Eğer ağızda plak yoksa eğilim bile yapmaz.
Yani ağzı temiz olan gebelerde diş eti infeksiyonu bile görülmez.
Her hastadan x çekilmemelidir
Diş tedavisine gelen hastalardan panoramik veya diğer röntgenler mutlaka çekilmek zorunda değildir. Her hastadan muayene öncesi röntgen çekmek uzun vadeli genetik hastalıklara meydan okumaktır.
Değişik ülkelerde, değişik şehirlerde ve değişik kliniklerde diş hekimlerinin muhtelif uygulamaları vardır. Kimisi muayene bile etmeden hastaya selam bile vermeden röntgenini çeker. Kimisi ihtiyaç duyduğunda çeker.
Ne kadar masum bir şikayet olursa olsun, herhangi bir diş hastasının çene kemiğinin derinliklerinde veya ağzının uzak kesimlerinde görülmeye değer, bilinmeyi hak eden, tanı konulmayı bekleyen, belkide acil müdahale edilmesinde fayda olan herhangi asemptomatik bir patoloji bulunuyor olabilir.
Öte yandan röntgen çekmek, az veya fazla dozda radyoaktif ışınların vücuda girmesi anlamına gelir. İster RVG adı verilen radyoskop, ister periapikal veya ister panoramik olsun hepsinin mutlaka ve kesinlikle radyasyon verdiği kesindir.
Radyasyon DNA zincirini kırar ve DNA molekülünün sakatlanmasına sebep olur. Kısırlık yapabilir, kanser yapabilir, genetiğimizi bozabilir, veya hiç bir şey yapmaya dozu yetersiz kalabilir. Ancak dozu yeteri kadar biriktiğinde bunları yapacağı kesindir. Hatta hiçbir şey yapmadı zannedilse bile, radyasyonu aldıktan sonra gelecekte dölleyeceğimiz bebeğin genetiğini de etkileyebilir.
Radyasyon birikicidir. Yani bu sene aldığımız minicik bir radyasyon, 35 sene sonra alacağımız radyasyonun üstüne eklenir. Vücuda alınan radyasyon asla unutulmaz, hiç eskimez, eksilmez, kaybolmaz, mutlaka hesabımıza alacak yazılır. Her radyasyon "nasıl olsa düşük dozdur" denilerek alınır. Veya kurşun önlüğün engellemediği kadarı vücudumuza girer ve bunun faturası belkide >50 yaşında ödenir. Yaşamınızın önceki yıllarında vücutta biriken radyasyon kadar ceza kesilir. Her hastaya rutin röntgen çekiyorsak 50 yıl sonrasının toplumuna kanser, sakatlık ve genetik deformasyon tohumları serpiştiriyoruz demektir. Emin olun bu tohumların bazıları yeşerecektir. Ama biz görmeyeceğiz ve gelecek nesillerde bizim yüzümüzden zarar gören bireyleri hiç bilemeyeceğiz.
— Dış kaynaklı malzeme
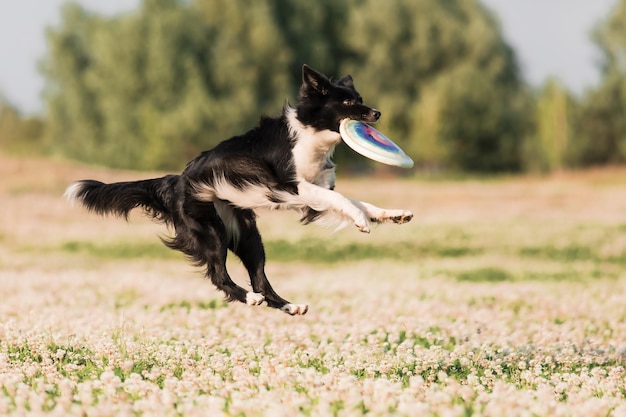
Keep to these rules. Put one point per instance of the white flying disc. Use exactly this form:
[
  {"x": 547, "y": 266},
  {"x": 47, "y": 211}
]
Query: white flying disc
[{"x": 372, "y": 144}]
O halde, biz hekimlere bir görev düşüyor:
Çok lazım olmadıkça hiç bir hastadan röntgen istememek gerekir. Hele ki kurşun önlük ile korunsa bile gebelerden röntgen çekmek daha büyük tehdittir. Klinik muayene ile tanı konulabilecek hastalıklar için tedbir olsun diyerek, veya merak gidermek amacı ile veya alışılmış olduğu sebebi ile, veya hastayı memnun etmek veya hastaya sükse yapmak, hastanın gözünde ilgili hekim imajı çizmek amacı ile veya yasalar, kurumlar istedi diye röntgen çekmemek gerekir.